Graphical Interfaces in Rust


I had a hard time piecing some of this together from the available docs, so I thought I'd write up a clean example for others:

Like most of the Rust ecosystem, GUI libraries are a work in progress. There are the usual crates for binding to C++ libraries (Wx, Gtk, etc) but there's really only one native-Rust GUI crate, egui. In typical Rust fashion, it's a little weird, but in ways that make a lot of sense once you internalize them.

Egui is an immediate-mode GUI system inspired by Dear ImGui. These were originally meant for game development, where you might need a quick debugging interface built into your game engine.

In a normal GUI system you instantiate a bunch of objects representing a tree of widgets, windows and buttons and labels and so on. The actual widget tree is owned by the library, and it handles rendering it to the screen and processing events you pass it. Handling those events probably interacts with your code, through callbacks. So there's a decent surface of things your code needs to accommodate: you need to make a rendering target the library can talk to, you need to pass it events the right way (you probably own the rendering target so you'll receive the events), you need to be able to receive callbacks, and so on. The result ends up being kind of inverted in that you're doing an event loop but also your code gets called arbitrarily by the library, so flow of control is tricky to tease out. Handling the callbacks, or any custom drawing, might involve making single-use subclasses of Button or something. It's ugly.

Immediate-mode GUIs are different: nothing is persisted or instantiated, at least by you. Every frame, you call functions which draw the entire UI fresh, and know as soon as you draw it whether that widget received an event trigger this frame. If it did, you handle the event right then, no callbacks. In order to draw the result, you don't give the library a rendering target, instead it returns to you a list of things for you to draw, since you've already set up your rendering pipeline and can draw things. For Egui, this amounts to a list of triangles you can put into an instance buffer and send to a shader (which Egui provides, just add it to your pipeline).

If your app just uses Egui, there's a crate called eframe which provides a simple default implementation of creating a window and event loop management (using winit). This even works for targeting wasm, and is the most trivial way to make a GUI app in Rust. So, let's do that:

struct Tenori { /* stuff */ }

fn main() {
    // Use winit to create a window and run an event loop for it
    eframe::run_native("Tenori", eframe::NativeOptions::default(), Box::new(|_cc| {
        Ok(Box::new(Tenori { }))
    })).expect("Error running application");
}

impl eframe::App for Tenori {
    // draw things:
    fn update(&mut self, ctx: &Context, _frame: &mut Frame) {
        // Make a little window inside the OS-level one
        let win = eframe::egui::Window::new("Greeting");
        win.show(ctx, |ui| {
            // Draw a button and respond to clicks on it
            if ui.button("Hello!").clicked() {
                println!("Hey")
            }
        });
    }
}

Doing that results in something like this:

Under the hood, run_native is doing something like this:

let raw_input = egui::RawInput {
    screen_rect: Some(/* etc */),
    events: /* events from the OS */,
    ..Default::default()
};

let stuff_to_draw = self.context.run(raw_input, |ctx| {
    self.app.update(self.context, self.frame)
});

Since it's aware of the events (including pointer position, mouse button state) we know as soon as we add a button to the layout whether it was clicked, and can handle the click right then, no callbacks.

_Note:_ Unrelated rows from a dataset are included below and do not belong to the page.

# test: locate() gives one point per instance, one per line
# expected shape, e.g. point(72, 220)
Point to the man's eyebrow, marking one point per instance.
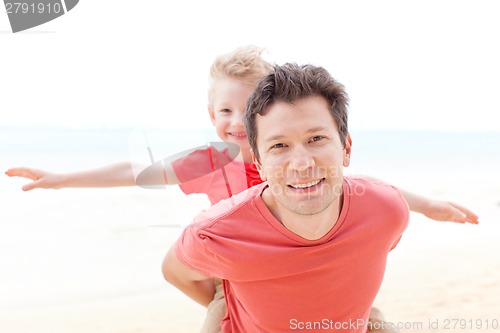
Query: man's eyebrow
point(278, 137)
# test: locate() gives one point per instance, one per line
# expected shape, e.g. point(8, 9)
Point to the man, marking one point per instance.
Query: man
point(305, 250)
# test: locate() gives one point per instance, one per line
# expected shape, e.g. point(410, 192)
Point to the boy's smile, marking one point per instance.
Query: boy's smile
point(227, 110)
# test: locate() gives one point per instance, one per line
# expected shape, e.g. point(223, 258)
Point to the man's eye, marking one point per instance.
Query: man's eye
point(317, 138)
point(277, 146)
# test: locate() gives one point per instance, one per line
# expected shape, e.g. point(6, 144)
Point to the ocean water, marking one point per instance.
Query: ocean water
point(75, 245)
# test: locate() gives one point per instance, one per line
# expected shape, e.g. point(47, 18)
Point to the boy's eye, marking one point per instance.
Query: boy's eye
point(317, 138)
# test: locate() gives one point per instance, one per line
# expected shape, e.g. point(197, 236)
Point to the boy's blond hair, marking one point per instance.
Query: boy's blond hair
point(244, 64)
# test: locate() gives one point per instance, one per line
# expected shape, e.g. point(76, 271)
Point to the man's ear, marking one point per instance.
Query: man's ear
point(258, 166)
point(211, 114)
point(347, 150)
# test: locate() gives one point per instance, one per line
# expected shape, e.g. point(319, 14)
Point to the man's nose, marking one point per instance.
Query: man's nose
point(301, 159)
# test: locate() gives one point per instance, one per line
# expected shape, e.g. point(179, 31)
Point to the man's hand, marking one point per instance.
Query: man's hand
point(449, 211)
point(40, 178)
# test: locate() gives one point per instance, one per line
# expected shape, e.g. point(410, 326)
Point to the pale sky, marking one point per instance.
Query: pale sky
point(405, 64)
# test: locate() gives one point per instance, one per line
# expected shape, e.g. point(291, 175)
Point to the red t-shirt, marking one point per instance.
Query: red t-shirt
point(276, 281)
point(215, 173)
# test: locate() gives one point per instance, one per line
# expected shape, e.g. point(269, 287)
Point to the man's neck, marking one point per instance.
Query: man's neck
point(310, 227)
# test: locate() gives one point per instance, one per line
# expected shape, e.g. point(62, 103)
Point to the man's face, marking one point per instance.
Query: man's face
point(301, 155)
point(228, 107)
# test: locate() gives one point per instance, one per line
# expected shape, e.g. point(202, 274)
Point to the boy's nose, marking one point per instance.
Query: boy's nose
point(237, 119)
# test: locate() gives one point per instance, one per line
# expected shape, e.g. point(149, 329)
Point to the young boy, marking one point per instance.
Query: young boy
point(233, 79)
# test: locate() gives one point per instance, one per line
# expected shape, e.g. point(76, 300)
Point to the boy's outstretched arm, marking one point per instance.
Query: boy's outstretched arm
point(118, 174)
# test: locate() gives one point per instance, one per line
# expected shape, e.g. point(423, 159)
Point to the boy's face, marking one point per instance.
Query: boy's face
point(229, 102)
point(301, 155)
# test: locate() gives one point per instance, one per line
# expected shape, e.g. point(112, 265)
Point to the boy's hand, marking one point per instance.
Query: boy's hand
point(40, 178)
point(449, 211)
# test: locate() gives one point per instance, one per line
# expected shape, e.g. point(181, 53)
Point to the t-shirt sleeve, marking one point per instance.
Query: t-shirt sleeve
point(401, 215)
point(193, 250)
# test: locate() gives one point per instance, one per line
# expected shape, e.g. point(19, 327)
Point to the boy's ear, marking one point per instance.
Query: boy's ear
point(258, 166)
point(347, 150)
point(211, 114)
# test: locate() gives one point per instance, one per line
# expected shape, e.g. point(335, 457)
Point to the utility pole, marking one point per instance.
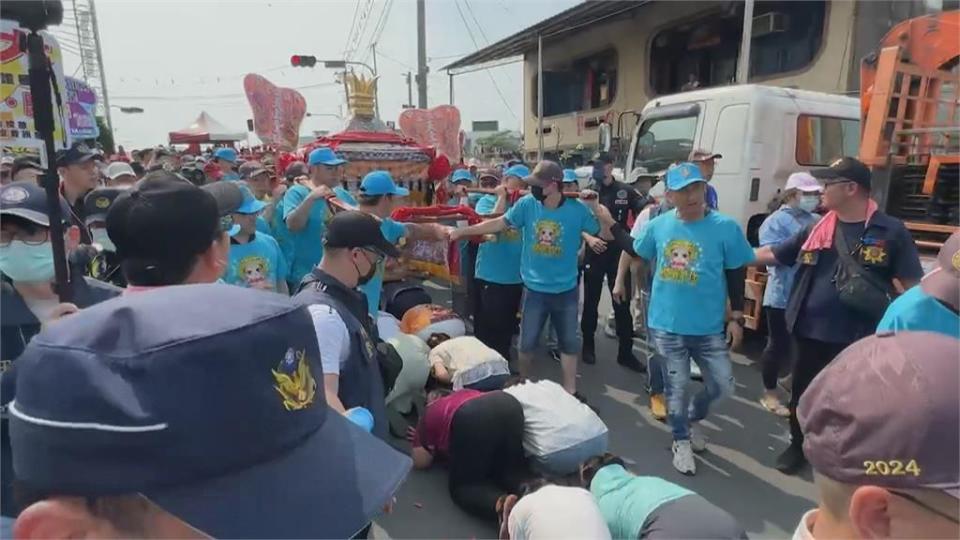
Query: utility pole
point(421, 54)
point(376, 94)
point(409, 104)
point(743, 63)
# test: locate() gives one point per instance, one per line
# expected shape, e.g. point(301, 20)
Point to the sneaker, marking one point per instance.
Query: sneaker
point(587, 354)
point(791, 460)
point(658, 407)
point(698, 441)
point(683, 458)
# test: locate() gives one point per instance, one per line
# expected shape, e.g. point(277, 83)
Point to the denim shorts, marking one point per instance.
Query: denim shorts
point(563, 311)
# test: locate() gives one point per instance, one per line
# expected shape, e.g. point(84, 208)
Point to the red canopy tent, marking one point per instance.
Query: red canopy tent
point(205, 129)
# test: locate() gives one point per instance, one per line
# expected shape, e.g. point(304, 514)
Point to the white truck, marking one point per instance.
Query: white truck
point(764, 133)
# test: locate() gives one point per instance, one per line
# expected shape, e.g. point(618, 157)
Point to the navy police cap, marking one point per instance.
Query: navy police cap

The name "Tenori" wasn't picked arbitrarily, I'm making a little musical toy like a Tenori-On. As of right now it looks like this:

The line sweeps across the grid and plays notes when it hits a dot. So part of the app needs to draw custom graphics. It's obviously not a complete graphics system but Egui gives us enough to draw custom widgets.

First, we need to set aside some space. This lets Egui still manage the layout, further things we draw after this won't overlap this. We get back a rectangle we're allowed to scribble in. We also tell it what we want to "sense," which inputs this widget might respond to:

let (rect, response) = ui.allocate_exact_size(Vec2::new(dim, dim), Sense::click_and_drag());

After that, we can use normal-looking drawing functions to, well, draw things:

ui.painter().vline(/* etc */);
// ...etc...
ui.painter().circle_filled(center, radius, Color32::from_rgb(80, 140, 160));

When we allocated the space, we also got a response containing relevant events this frame in is. Responding to events means looking at that response:

if response.contains_pointer() {
    ui.input(|input| {
        if input.pointer.button_clicked(PointerButton::Primary) &&
            let Some(pos) = input.pointer.latest_pos() {
                // do stuff
            }
        })
    }
}

So that's the bones of making a GUI and driving it, the rest is just looking up the exact Egui functions for creating various widgets.

The code for the complete Tenori-ish app is here.